Senator Orrin Hatch (R-Utah), the namesake and coauthor of the Hatch-Waxman Act, proposed (but has not yet introduced) an amendment titled the “Hatch-Waxman Integrity Act of 2018” during the Senate Judiciary Committee held on June 13, 2018. The purpose of the amendment, according to press release from the Senator’s Office, is to “ensure that Hatch-Waxman continues to operate as originally intended by protecting the ability of generic drug companies to develop low-cost drugs while at the same time ensuring brand-name companies have sufficient protections in place to recoup their investments.”
The eponymous Hatch-Waxman Act of 1984 (“HWA”) carefully balanced incentives for pharmaceutical innovation and drug affordability, by providing brand companies with various protection for patent terms and data exclusivity while creating pathways for generic makers to obtain abbreviated drug approval and to challenge drug patents. To strike similar balance between innovation and affordability for biologic drugs, Congress has enacted in 2009 the Biologics Price Competition and Innovation Act (BPCIA), which provided incentives for biologic innovators and created abbreviated pathway for biosimilar makers.
The delicate balance, states the detailed summary of the amendment, has been unexpectedly undercut by the inter partes review (IPR) and post grant review (PGR) proceedings in front of the Patent Trial and Appeal Board (PTAB), created in 2012 under the America Invents Act (AIA) primarily to combat the problem of patent trolling in the tech community. Generic drug and biosimilar manufacturers are increasingly utilizing the IPR/PGR proceedings to challenge drug/biologic patents while circumventing the HWA and BPCIA regimes, but are nonetheless taking advantage of the abbreviated drug/biologic approval processes provided therein.
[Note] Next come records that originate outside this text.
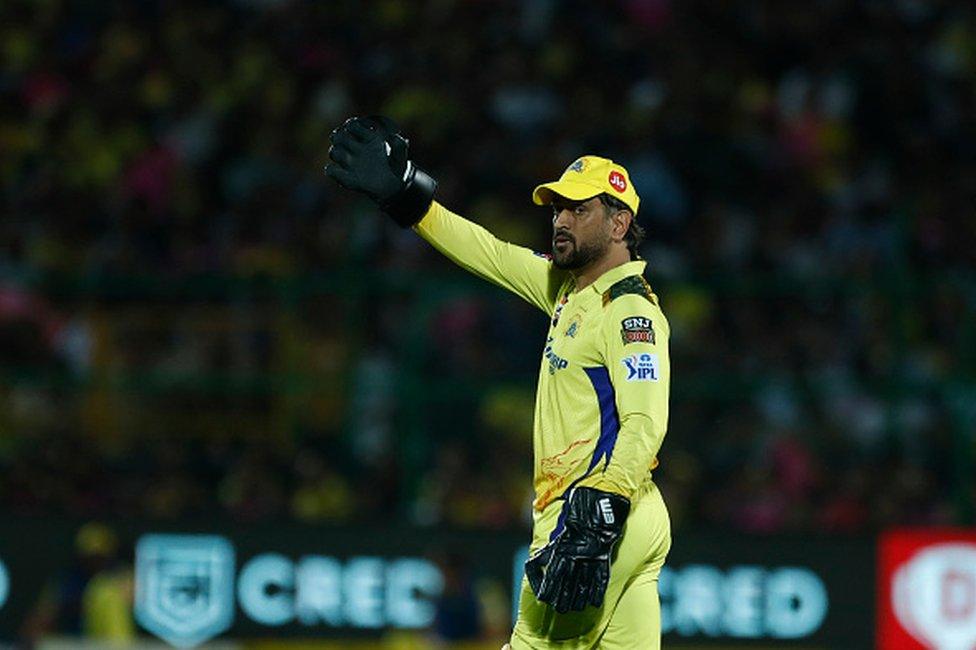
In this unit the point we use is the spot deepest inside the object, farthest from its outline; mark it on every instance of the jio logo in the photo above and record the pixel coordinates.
(617, 181)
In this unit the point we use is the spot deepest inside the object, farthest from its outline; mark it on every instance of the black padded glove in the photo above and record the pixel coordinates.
(573, 570)
(370, 156)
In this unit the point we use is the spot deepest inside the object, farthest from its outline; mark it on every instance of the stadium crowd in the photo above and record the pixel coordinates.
(193, 322)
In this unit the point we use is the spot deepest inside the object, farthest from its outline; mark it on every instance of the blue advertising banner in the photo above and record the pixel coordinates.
(192, 583)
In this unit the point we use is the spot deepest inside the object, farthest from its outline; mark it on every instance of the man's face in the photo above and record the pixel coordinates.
(580, 232)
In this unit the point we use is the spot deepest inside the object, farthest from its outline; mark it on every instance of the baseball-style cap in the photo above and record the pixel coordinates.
(587, 177)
Such practice led to added litigation pressure on innovator companies and allowed generic makers who lost in Hatch Waxman litigation a second bite at the apple, i.e., follow-on challenge to a drug patent.
The Hatch-Waxman Integrity Act of 2018 aims to “close the loophole unintentionally created” by the AIA and “restore the careful balance” of the HWA and the BPCIA. Generic or biosimilar makers wishing to challenge a brand drug or biologics patent, and related entities (“any party in privity with the applicant”), will be required to (i) choose between the specific HWA or BPCIA patent procedures and the PTAB proceedings under the AIA, rather than taking advantage of both; and (ii) not rely “in whole or in part on any decision issued by” the PTAB as the evidence that the brand patent is invalid in the HWA or BPCIA procedures. Further, the Securities Exchange Act will be clarified to specify that filing PTAB patent challenges to profit from short sale of the patent owner stock, as practiced by certain hedge funds, is a form of the prohibited “manipulative or deceptive device.”
The HWA/BPCIA patent procedures afford generic/biosimilar makers substantial advantages including the ability to rely on the innovator’s safety and efficacy studies for FDA approval, whereas the PTAB proceedings, albeit presenting cheaper and faster forums for patent challenge than HWA/BPCIA, does not provide the advantages of a streamlined approval process. As such, a practical outcome of the bill, assuming it is introduced and enacted prior to Senator Orrin’s expected retirement in January 2019 in its current form, would be preservation of HWA or BPCIA regimes as the standard path as it has been for the past two decades while keeping IPR/PGR proceedings as alternate options where other interest come into play.